Para las verduras de hoja verde, también se recomienda sumergirlas en agua en un recipiente y moverlas y frotarlas para eliminar cualquier resto de tierra o resto de pesticidas. Enjuagar y repetir la operación de nuevo.

En cualquier caso, recuerda que las frutas deben lavarse en el momento en el que se vayan a utilizar. Si se lavan y luego se almacenan se pueden estropear antes, además de que se favorece el crecimiento de los microorganismos en ellas.

Si es posible, tras el lavado, seca un poco las frutas y verduras con un paño limpio, o con toallas de papel absorvente.

Cocinar los alimentos:

Los alimentos crudos de origen animal, como la carne de cerdo, carne de ternera, o aves de corral deben cocinarse a una buena temperatura que asegure la eliminación de cualquier microorganismo o parásito.

La carne picada de res, cerdo, pavo, pollo, cordero, etc. debe cocinarse a una temperatura mínima de 75ºC.

La carne fresca de ternera, cordero, venado y aves de corral necesita también un mínimo de 75ºC. En el caso de chuletas o filetes, debe mantenerse esta temperatura interna mínima por lo menos durante 3 minutos.

La carne fresca de cerdo debe cocinarse a una temperatura de 65ºC o más durante un tiempo mínimo de 3 minutos.

El pescado debe cocinarse a un mínimo de 65ºC o hasta que la carne se ponga opaca y se pueda separar fácilmente con un tenedor.

Los langostinos, camarones, langostas, cangrejos deben cocinarse hasta que la carne se ponga rosada y opaca.

Las almejas, ostras, mejillones, etc. deben cocinarse hasta que se abran durante la cocción.

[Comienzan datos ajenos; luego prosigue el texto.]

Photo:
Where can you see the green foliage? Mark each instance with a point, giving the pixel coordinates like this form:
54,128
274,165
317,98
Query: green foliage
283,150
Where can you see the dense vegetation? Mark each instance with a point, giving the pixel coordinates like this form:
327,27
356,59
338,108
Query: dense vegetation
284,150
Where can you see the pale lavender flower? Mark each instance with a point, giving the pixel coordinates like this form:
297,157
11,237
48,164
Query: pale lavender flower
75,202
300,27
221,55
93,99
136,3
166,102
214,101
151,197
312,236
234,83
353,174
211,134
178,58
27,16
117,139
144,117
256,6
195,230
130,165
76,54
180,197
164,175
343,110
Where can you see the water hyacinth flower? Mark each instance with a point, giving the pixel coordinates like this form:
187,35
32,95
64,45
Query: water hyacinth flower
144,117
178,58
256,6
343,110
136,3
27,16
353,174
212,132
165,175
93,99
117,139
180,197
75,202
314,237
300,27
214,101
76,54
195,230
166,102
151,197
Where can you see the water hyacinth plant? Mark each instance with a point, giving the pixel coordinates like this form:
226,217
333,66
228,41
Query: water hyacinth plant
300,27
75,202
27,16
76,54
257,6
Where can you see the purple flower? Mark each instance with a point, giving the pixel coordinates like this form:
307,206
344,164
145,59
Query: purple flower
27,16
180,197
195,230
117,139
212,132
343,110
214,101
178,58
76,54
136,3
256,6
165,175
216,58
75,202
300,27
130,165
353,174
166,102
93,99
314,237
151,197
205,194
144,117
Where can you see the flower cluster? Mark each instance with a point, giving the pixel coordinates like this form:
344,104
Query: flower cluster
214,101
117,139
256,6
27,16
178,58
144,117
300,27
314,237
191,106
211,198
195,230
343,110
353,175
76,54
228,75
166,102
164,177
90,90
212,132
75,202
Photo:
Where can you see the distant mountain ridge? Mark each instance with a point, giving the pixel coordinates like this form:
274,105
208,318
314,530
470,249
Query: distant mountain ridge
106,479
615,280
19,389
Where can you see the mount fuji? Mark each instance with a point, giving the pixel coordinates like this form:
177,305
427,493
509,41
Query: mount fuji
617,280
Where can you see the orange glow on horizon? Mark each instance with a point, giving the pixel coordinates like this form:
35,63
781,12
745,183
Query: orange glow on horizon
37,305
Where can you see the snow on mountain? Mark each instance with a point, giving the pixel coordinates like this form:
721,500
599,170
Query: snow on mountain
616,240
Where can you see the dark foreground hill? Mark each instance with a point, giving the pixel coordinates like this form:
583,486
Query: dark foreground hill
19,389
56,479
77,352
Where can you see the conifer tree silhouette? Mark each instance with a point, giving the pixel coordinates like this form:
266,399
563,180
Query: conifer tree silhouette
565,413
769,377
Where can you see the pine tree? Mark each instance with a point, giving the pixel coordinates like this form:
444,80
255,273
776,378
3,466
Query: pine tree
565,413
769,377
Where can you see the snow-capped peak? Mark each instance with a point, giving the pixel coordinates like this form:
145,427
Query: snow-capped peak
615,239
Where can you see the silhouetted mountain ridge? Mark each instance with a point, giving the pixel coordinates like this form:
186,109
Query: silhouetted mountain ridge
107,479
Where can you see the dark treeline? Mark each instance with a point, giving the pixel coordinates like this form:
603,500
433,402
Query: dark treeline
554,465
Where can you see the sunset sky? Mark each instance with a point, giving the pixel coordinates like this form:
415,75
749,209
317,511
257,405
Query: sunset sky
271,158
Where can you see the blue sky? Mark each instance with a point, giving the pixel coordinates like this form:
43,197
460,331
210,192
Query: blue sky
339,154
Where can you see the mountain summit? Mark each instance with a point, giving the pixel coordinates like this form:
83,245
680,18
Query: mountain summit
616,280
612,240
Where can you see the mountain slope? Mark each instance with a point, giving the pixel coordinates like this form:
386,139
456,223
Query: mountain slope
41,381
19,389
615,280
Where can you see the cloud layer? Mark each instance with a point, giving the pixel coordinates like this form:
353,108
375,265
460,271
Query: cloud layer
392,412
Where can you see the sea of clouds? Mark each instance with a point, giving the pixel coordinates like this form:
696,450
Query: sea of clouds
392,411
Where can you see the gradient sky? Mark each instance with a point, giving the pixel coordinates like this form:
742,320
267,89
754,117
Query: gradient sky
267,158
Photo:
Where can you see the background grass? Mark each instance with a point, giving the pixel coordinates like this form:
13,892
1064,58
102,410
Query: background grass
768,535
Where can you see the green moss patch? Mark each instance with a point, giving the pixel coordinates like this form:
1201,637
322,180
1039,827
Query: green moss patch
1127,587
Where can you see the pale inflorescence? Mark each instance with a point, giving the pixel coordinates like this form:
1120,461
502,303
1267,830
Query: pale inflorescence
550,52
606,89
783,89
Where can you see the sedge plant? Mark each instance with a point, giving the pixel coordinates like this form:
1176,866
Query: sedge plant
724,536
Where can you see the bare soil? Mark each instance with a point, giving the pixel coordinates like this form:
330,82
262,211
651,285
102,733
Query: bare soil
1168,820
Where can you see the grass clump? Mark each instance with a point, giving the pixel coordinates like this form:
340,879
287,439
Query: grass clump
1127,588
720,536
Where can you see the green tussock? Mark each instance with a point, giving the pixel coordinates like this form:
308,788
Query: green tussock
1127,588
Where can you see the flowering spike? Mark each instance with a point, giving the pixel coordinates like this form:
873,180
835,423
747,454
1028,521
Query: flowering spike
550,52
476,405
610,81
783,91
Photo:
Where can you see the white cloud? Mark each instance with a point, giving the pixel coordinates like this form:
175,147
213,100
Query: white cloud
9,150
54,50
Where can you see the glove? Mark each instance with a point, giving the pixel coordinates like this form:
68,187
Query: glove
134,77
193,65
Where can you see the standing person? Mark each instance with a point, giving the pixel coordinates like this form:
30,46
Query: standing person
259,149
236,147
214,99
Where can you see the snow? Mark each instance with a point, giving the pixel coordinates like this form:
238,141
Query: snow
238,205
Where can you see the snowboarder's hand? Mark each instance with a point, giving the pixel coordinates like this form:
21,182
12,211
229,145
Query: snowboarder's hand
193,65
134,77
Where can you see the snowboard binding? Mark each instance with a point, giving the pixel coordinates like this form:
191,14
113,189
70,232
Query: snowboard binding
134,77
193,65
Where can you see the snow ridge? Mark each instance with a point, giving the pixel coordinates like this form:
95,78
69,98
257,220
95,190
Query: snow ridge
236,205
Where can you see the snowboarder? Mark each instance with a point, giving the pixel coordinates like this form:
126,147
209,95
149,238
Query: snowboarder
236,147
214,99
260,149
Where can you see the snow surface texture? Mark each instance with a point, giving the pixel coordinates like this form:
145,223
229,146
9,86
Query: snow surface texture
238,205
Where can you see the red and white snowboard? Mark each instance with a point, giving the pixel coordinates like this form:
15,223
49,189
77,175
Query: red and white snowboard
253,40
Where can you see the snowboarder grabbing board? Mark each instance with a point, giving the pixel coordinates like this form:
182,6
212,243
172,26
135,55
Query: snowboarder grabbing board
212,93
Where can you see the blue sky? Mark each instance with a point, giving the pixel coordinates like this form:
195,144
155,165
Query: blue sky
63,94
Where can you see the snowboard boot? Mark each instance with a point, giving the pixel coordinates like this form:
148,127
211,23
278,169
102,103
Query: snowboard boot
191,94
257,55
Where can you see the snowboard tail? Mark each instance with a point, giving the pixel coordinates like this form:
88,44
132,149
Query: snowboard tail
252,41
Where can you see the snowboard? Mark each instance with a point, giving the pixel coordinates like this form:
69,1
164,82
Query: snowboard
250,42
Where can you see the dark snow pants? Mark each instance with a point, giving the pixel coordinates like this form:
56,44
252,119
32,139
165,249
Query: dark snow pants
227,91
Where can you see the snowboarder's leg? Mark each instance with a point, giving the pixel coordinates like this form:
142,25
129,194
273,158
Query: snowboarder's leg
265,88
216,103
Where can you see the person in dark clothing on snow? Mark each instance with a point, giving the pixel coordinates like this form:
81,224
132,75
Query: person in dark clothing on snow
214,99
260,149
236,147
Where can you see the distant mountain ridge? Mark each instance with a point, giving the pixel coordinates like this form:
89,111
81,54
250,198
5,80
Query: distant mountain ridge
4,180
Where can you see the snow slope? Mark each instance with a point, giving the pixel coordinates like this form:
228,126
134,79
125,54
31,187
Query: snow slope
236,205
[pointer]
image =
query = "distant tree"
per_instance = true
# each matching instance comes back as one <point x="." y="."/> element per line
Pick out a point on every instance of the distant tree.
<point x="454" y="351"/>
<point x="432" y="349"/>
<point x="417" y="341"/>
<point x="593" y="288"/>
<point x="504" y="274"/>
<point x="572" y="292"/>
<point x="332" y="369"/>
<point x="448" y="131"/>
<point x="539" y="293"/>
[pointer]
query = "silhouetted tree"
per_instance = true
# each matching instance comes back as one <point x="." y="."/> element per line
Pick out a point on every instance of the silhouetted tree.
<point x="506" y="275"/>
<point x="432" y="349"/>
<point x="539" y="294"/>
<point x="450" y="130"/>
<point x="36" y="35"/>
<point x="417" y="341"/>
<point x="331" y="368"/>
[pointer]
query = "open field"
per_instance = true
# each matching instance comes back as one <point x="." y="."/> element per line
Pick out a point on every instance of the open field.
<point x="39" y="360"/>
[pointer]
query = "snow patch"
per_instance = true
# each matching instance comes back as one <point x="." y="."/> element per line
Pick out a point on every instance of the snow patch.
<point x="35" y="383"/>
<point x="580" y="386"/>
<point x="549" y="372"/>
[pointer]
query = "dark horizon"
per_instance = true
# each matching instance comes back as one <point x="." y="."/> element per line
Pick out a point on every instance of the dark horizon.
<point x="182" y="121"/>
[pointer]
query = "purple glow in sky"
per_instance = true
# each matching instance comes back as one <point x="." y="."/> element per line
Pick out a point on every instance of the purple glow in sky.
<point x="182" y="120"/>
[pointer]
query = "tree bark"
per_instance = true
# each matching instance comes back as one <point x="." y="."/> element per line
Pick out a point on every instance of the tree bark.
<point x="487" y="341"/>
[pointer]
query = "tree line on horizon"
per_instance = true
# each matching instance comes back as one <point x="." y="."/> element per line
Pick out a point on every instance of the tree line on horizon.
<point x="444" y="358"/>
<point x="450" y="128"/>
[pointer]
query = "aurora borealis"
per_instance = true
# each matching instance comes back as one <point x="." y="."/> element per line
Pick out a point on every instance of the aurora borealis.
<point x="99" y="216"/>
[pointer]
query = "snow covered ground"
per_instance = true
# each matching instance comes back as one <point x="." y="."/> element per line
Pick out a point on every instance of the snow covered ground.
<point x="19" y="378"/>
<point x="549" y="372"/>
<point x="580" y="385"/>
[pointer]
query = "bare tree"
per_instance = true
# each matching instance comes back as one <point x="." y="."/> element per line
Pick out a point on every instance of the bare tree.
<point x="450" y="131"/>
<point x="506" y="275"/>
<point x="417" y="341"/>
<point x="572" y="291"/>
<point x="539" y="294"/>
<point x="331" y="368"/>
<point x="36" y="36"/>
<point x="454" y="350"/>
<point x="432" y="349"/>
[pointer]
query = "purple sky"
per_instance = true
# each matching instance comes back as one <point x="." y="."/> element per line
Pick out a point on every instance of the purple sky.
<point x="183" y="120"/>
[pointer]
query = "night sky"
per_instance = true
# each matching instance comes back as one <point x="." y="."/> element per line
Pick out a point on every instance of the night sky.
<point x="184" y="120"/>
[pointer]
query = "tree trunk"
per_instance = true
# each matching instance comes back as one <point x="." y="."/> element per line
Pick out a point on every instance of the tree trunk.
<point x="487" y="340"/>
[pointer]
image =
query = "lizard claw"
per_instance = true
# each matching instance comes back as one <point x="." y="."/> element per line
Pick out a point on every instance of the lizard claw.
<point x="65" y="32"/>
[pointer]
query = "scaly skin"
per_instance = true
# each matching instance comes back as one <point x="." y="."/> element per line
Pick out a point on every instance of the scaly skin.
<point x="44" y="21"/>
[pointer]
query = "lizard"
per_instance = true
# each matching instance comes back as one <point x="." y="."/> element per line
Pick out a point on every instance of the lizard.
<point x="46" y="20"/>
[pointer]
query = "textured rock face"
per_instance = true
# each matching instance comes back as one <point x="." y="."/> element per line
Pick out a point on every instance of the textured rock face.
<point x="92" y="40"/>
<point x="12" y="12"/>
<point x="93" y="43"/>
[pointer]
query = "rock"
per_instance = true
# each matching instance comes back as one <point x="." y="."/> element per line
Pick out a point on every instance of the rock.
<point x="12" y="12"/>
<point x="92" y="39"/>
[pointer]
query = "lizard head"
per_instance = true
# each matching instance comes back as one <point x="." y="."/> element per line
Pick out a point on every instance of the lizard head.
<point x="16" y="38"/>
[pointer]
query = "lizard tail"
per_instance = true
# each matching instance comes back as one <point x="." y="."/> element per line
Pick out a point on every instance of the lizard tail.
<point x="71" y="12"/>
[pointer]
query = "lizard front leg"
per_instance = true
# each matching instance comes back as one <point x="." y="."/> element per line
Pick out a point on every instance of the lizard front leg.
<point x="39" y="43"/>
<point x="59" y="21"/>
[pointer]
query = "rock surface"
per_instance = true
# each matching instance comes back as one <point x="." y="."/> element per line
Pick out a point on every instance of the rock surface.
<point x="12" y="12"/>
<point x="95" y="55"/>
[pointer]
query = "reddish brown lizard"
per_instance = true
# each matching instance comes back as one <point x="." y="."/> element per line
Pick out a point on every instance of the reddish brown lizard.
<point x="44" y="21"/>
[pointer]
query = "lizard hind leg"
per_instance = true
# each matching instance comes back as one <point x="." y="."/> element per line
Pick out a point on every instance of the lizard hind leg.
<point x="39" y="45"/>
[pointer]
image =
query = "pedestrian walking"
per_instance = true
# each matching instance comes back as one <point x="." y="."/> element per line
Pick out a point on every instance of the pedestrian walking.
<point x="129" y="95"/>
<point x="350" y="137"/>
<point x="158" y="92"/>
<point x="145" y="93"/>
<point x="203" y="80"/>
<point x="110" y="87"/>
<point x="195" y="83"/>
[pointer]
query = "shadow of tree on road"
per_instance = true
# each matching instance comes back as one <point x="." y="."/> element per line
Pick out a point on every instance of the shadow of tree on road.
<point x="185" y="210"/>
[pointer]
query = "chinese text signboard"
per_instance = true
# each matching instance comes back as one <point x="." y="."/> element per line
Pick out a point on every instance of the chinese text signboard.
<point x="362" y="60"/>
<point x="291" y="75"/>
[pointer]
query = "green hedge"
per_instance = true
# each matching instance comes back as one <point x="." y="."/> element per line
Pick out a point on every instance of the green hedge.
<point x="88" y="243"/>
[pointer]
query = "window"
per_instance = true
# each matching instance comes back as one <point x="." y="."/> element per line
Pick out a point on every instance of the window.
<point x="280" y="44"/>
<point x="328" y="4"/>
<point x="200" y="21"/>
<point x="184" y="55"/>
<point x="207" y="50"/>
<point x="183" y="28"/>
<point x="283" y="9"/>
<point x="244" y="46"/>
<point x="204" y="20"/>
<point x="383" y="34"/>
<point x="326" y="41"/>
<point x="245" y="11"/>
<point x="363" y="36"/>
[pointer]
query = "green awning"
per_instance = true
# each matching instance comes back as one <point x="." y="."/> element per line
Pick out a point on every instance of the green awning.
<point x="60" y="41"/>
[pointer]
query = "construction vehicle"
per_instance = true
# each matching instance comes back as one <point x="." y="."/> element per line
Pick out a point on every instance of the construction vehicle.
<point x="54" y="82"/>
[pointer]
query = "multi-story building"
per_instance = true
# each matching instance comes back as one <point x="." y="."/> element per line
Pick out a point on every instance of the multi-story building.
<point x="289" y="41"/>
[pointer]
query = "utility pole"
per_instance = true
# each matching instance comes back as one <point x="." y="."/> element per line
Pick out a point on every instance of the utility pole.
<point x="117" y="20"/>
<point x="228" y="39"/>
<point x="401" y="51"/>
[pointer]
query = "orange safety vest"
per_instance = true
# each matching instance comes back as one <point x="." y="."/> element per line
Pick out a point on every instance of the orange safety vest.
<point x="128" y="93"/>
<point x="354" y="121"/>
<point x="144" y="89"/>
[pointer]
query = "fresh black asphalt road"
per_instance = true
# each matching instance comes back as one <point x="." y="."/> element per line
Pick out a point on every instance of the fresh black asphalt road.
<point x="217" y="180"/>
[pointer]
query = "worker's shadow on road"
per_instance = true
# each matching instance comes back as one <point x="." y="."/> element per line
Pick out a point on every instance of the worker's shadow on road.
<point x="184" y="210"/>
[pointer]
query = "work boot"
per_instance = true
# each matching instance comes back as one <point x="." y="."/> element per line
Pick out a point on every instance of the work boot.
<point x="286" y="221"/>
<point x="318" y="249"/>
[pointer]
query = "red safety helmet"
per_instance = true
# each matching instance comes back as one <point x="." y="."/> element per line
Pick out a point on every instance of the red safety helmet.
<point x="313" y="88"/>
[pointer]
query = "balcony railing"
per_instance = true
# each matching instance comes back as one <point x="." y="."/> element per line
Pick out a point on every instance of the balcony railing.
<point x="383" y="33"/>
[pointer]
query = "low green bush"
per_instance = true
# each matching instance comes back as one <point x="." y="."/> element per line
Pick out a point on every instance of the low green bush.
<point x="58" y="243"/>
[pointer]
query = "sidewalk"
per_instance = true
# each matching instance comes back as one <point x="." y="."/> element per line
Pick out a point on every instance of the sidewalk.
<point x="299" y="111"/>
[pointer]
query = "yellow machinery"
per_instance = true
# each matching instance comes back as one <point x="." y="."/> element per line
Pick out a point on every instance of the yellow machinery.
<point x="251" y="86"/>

En el caso de las vieiras se cocinan hasta que la carne adquiera un color blanco como la leche, opaca, y la textura sea firme.

Y por supuesto, lávate siempre las manos con agua y jabón antes de preparar alimentos, antes de cocinarlos, y antes de consumirlos.

Guardar las sobras:

La comida sobrante debe guardarse en el frigorífico o congelarse dentro de las dos horas siguientes al momento en que acabó de cocinarse.

Guarda las sobras en recipientes poco profundos para que el enfriamiento sea más rápido. Utiliza, a ser posible, recipientes o bolsas de cierre hermético. En caso de no disponer de ellos, utiliza plástico film o papel de aluminio.

En el caso de frutas como melón y sandía, una vez abiertos y cortados, se pueden refrigerar por un máximo de 7 días a menos de 5ºC.